Ha fatto notizia l’addio di Josè Mourinho allo United. Un addio inatteso, anche se vedendo i risultati decisamente naturale. Dopo l’avventura travagliata al Manchester, tra alti e decisamente troppi bassi, per Mou è arrivato il momento di rimettersi in gioco. Probabilmente dalla prossima stagione ed è già possibile immaginare alcune soluzioni intriganti per l’allenatore portoghese.

CLAMOROSI RITORNI

Come già successo col Chelsea, Mourinho potrebbe avere la possibilità di tornare su due panchine che ha già assaggiato. Un Mou 2.0 al Real è immaginabile, per una serie di motivi. L’anno prossimo probabilmente Solari non verrà confermato, salvo clamorosi retroscena. Grandissimi allenatori in giro non ci sono, tranne Zidane e Conte che però per ovvie ragioni non siederanno sulla panchina dei blancos. Mou conosce la piazza, conosce alcuni giocatori e ha già vinto a Madrid. Sarebbe una buona soluzione, anche se rischiosa. Dopo il fallimento allo United un altro flop sarebbe quasi una condanna alla carriera del portoghese, mentre per il Real questo è forse il momento di mettere le basi per un nuovo ciclo e quindi magari sarebbe più saggio affidarsi ad un allenatore più giovane che possa accontentarsi di una squadra in costruzione.

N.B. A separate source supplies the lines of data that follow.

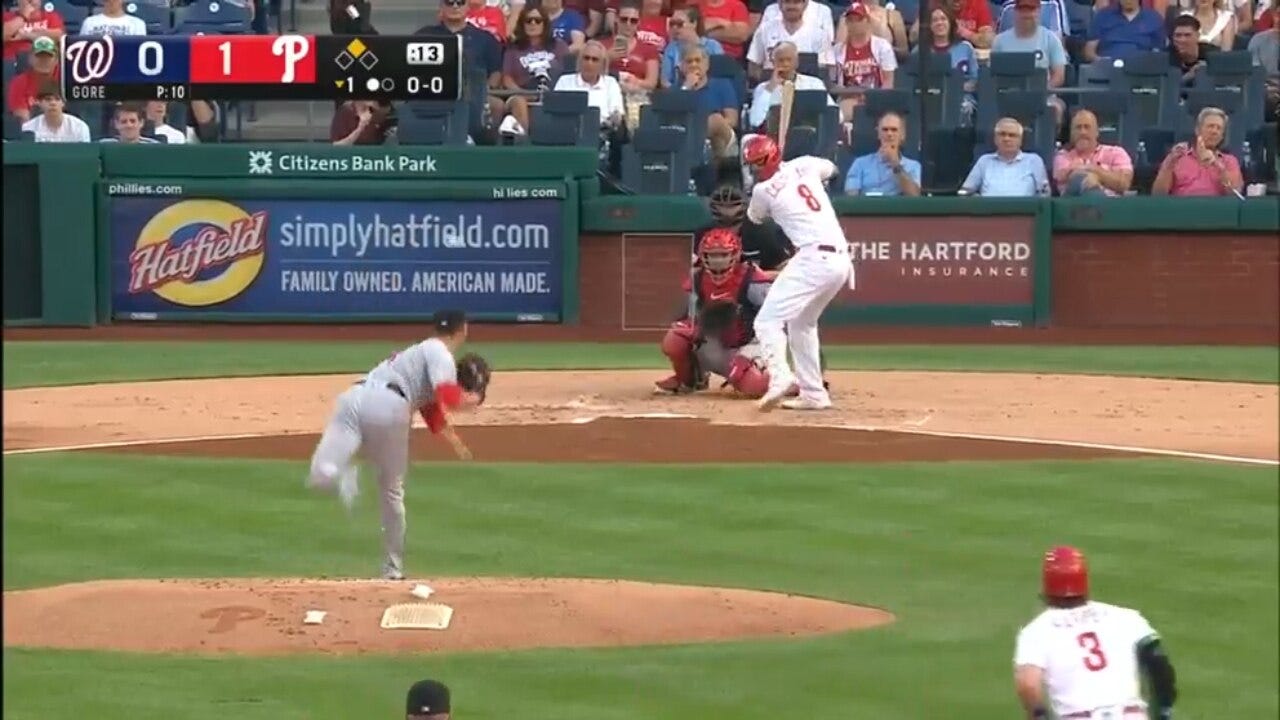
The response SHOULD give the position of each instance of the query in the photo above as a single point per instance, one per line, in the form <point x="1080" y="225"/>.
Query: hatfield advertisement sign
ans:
<point x="941" y="260"/>
<point x="311" y="258"/>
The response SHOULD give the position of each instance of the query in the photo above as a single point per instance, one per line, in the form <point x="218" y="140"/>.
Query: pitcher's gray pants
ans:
<point x="373" y="420"/>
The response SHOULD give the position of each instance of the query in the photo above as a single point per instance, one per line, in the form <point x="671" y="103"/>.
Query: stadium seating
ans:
<point x="425" y="122"/>
<point x="563" y="118"/>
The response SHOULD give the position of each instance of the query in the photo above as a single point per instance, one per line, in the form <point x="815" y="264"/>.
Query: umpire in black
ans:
<point x="764" y="245"/>
<point x="428" y="700"/>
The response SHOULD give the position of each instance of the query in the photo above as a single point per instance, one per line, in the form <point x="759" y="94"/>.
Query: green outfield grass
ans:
<point x="68" y="363"/>
<point x="951" y="548"/>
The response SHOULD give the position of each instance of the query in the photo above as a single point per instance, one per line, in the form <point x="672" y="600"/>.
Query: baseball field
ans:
<point x="616" y="555"/>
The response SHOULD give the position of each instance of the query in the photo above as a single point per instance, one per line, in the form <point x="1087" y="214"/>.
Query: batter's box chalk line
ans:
<point x="635" y="417"/>
<point x="417" y="616"/>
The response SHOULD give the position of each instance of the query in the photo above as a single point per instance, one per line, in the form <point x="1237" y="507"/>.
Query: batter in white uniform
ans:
<point x="1088" y="656"/>
<point x="374" y="415"/>
<point x="794" y="194"/>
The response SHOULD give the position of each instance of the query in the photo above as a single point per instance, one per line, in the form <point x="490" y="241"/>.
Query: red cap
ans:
<point x="1065" y="574"/>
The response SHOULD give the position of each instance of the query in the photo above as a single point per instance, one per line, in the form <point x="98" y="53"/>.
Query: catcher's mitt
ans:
<point x="714" y="318"/>
<point x="474" y="374"/>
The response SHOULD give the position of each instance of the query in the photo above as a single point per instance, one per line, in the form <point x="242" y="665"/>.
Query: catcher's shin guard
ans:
<point x="680" y="346"/>
<point x="746" y="377"/>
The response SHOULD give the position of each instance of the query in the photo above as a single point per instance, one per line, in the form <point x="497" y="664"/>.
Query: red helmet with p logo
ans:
<point x="1065" y="574"/>
<point x="763" y="155"/>
<point x="720" y="251"/>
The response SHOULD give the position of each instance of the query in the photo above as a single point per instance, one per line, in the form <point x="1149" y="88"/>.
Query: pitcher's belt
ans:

Decisamente più affascinante, ma anche più improbabile un ritorno di Mou all’Inter. Innanzitutto perché la panchina di Spalletti ad oggi sembra salda e anche se dovesse saltare la prima scelta di Marotta con tutta probabilità sarebbe Conte. Poi una nuova avventura in nerazzurro per Mou sarebbe davvero rischiosa, perché è vero che troverebbe un affetto impossibile da trovare in altre piazze, ma è altrettanto vero che fare meglio all’Inter è praticamente impossibile, o quantomeno difficile. Sicuramente il nome di Mou stuzzica tantissimo i tifosi dell’Inter, ma lo scenario al momento sembra difficilmente percorribile.

SUGGESTIONI

Una suggestione molto interessante è quella che vede Josè Mourinho sulla panchina della Roma. I giallorossi con tutta probabilità a giugno rifonderanno, forse con un nuovo allenatore e con un nuovo organigramma societario. Pallotta smebra stufo di scommesse e si sta muovendo per un top coach. L’obiettivo primario sarebbe sicuramente Conte, ma il tecnico portoghese è un profilo che sicuramente piace al presidente americano. Tutte suggestioni ovviamente, perché fino a prova contraria il tecnico dei giallorossi è Eusebio Di Francesco. Ma Mourinho è un profilo che farebbe sognare e che risolleverebbe la piazza soprattutto in caso di stagione fallimentare. Un nome forte da cui ripartire, decisamente l’ideale. Certo, gli ostacoli sono molti. Dall’aspetto economico a quello tecnico, visto che Mourinho vorrebbe una rosa di altissimo livello. Ma non è da sottovalurae anche il passato interista del portoghese e certi screzi che a Roma non sono stati dimenticati. Però nonostante gli ostacoli vedere Mou nella Capitale sarebbe molto interessante, per tutti gli attori in scena. Il portoghese si ritroverebbe davanti ad una sfida stimolante e potrebbe definitivamente rilanciarsi. La Roma avrebbe finalmente un tecnico di primissimo livello e dal palmares notevole nelle sue fila.

Ci sono poi altre due grandi suggestioni. Una è una possibilità a cui tutti hanno pensato a più riprese: la panchina del Portogallo. Non c’è dubbio che Josè sia il migliore allenatore portoghese di sempre e quindi la soluzione migliore per la nazionale lusitana. Anche perché sarebbe l’unica occasione di vedere il miglior tecnico di sempre allenare il miglior giocatore di sempre per la selezione rossoverde. Bisognerebbe comunque vedere se Mou sia disposto ad intraprendere questo tipo di carriera totalmente diversa. L’altra suggestione è esplosa negli ultimi giorni e vede l’ex United sulla panchina del Boca Juniors. Una soluzione incredibile e affascinante, ma forse davvero troppo utopica perché rappresenterebbe un ridimensionamento troppo netto per Mou. Comunque vada a finire, c’è grande curiosità intorno al futuro di uno dei tecnici più discussi del panorama calcistico. E l’impressione è che la fine della storia sarà indecifrabile, in pieno stile Mou.